Letter: Town Needs Accurate Accounting of Jones Library Project Financials
The following letter was sent to the Amherst Town Council on November 18, 2024.
The November 17, 2024 letter to you from Mickey Rathbun lays out why you urgently need, from your Executive Branch, a full, complete, and current accounting of the financing (and lack thereof) for the Jones Library’s proposed demolition/expansion project.
You know that the town’s and the Jones Library Trustees’ failure to have their project comply with the historic preservation law has already cost the town $2,000,000 in Massachusetts Historic Rehabilitation Tax Credits.
As Attorney Rathbun states, for that reason this project is in danger also of costing the town $2,100,000 in HUD and National Endowment for the Humanities grants. If so, the town would forfeit not only the money. It would gravely damage Amherst’s credibility with Congressman Jim McGovern and his staff. They worked hard to advocate for those grants.
As you know, the town has twice sent this project out to bid with construction documents that fail to pass muster under historic preservation law. At the Jones Library Building Committee meeting on September 17, 2024, the Jones Library Trustee President said that design modifications to accommodate historic preservation concerns would be by “change order.”
One of those express concerns is “the size, scale, and massing of the proposed addition.” (November 1, 2024, letter to Special Capital Projects Coordinator Bob Pereint from Brona Simon, State Historic Preservation Officer and Executive Director, Massachusetts Historical Commission, .
True, on October 31, one of the general contractor bids came in under budget. But a change order as to “the size, scale, and massing of the proposed addition” would re-design the majority of the project. And just what is the trustee president’s anticipated budget for this re-design and, doubtless, re-bid? Unicorns? Rainbows?
As a past President of the Jones Library Trustees, I urge you town councilors to bring this project back down to earth. Get its current financials. And see whether a different way to update the historic Jones Library building makes more sense.
Sarah McKee
Sarah McKee was an Amherst resident for more than 20 years. She is a former president of the Jones Library Trustees and is a member of the D.C. Bar.
While I was overseeing capital projects for a nearby city it never occurred to me treat state or federal agencies that had jurisdiction over some aspect of a project like they were stupid. Just never occurred to me as a winning strategy.
I am profoundly glad I did not use that approach because that “THWOP!” sound we just heard was the “photo gallery of old things we decided to destroy” idea being swatted like a bug. The crunch , crunch crunch of hobnail boots approaching heralds a looonnnggg discussion of every possible way to make the Jones Library look just the way it does now.

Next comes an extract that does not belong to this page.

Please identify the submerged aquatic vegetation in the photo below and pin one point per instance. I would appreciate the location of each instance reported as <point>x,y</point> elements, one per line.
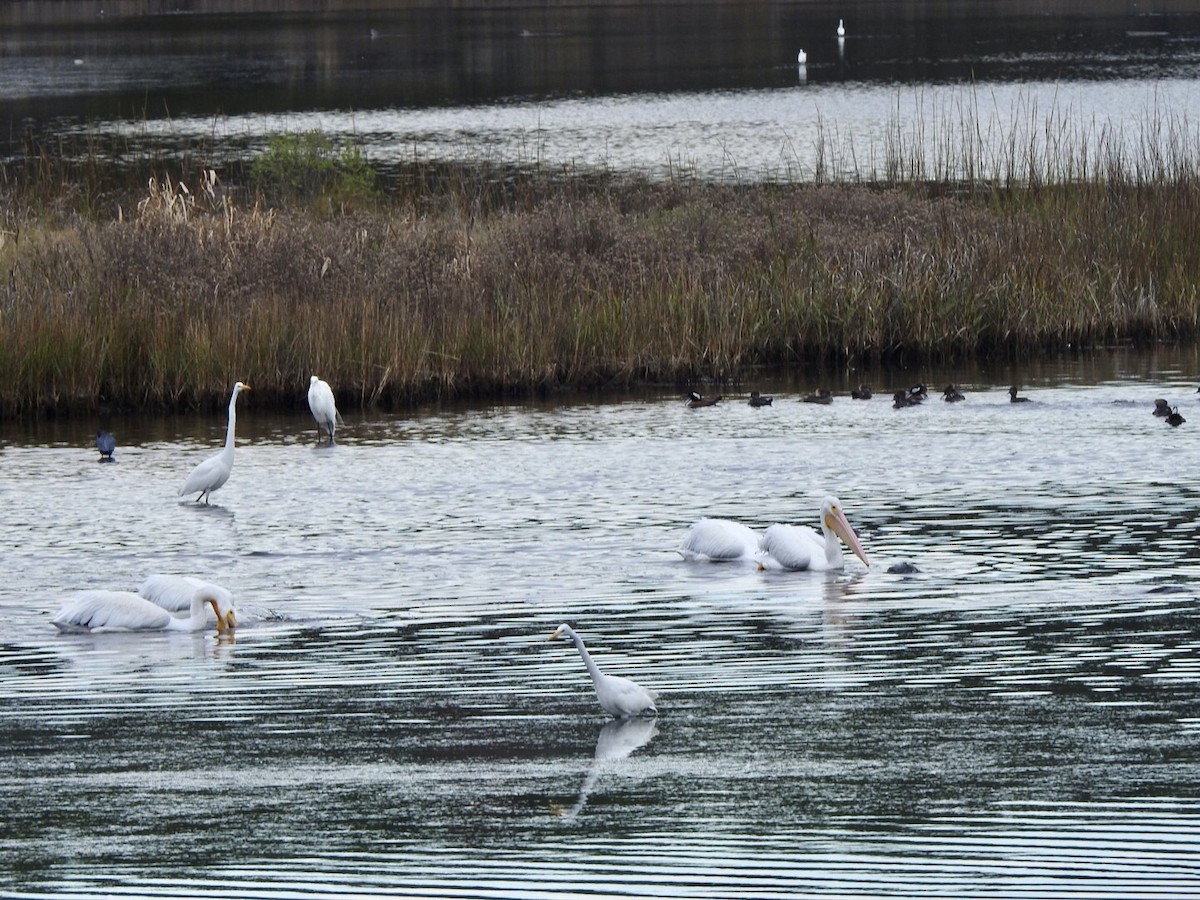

That’s my guess. Best of luck to us all.
If the MHC (Massachusetts Historical Commission) does not approve/accept the requested “alternative analysis” from Amherst for the 106 review does the current “expansion plan” end? Who has the authority to end the current plan?

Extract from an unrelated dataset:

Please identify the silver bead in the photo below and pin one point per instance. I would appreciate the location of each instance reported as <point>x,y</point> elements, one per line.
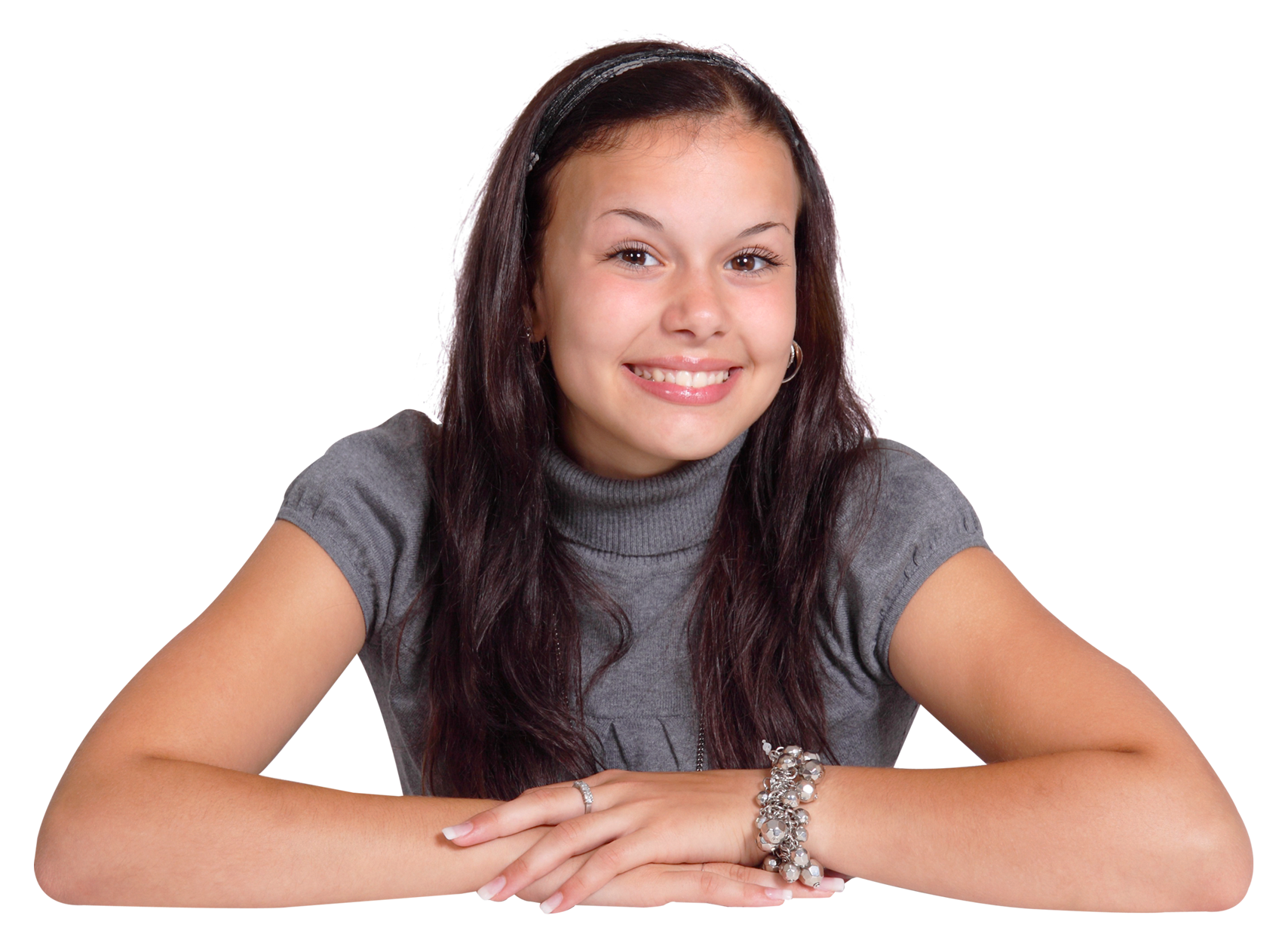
<point>773,831</point>
<point>811,874</point>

If the MHC does not approve of the library’s plan to eliminate, minimize or mitigate the identified adverse effects of the construction/demolition to the historic character of the property, the town will lose roughly $2.1 million in federal grants that have been provisionally awarded. In order to stop the project, the town council must rescind its previous borrowing authorizations.
Anyone who listened to the Nov. 18 public forum on the FY2026 budget heard the litany of pleas for adequate funding of our schools. We are entering a period of national crisis and the threats to our public education system are real. We must increase our school funding as our highest priority, We cannot afford to give the library project even one dollar more than the Council’s original commitment to make up for the Library Trustees mismanagement!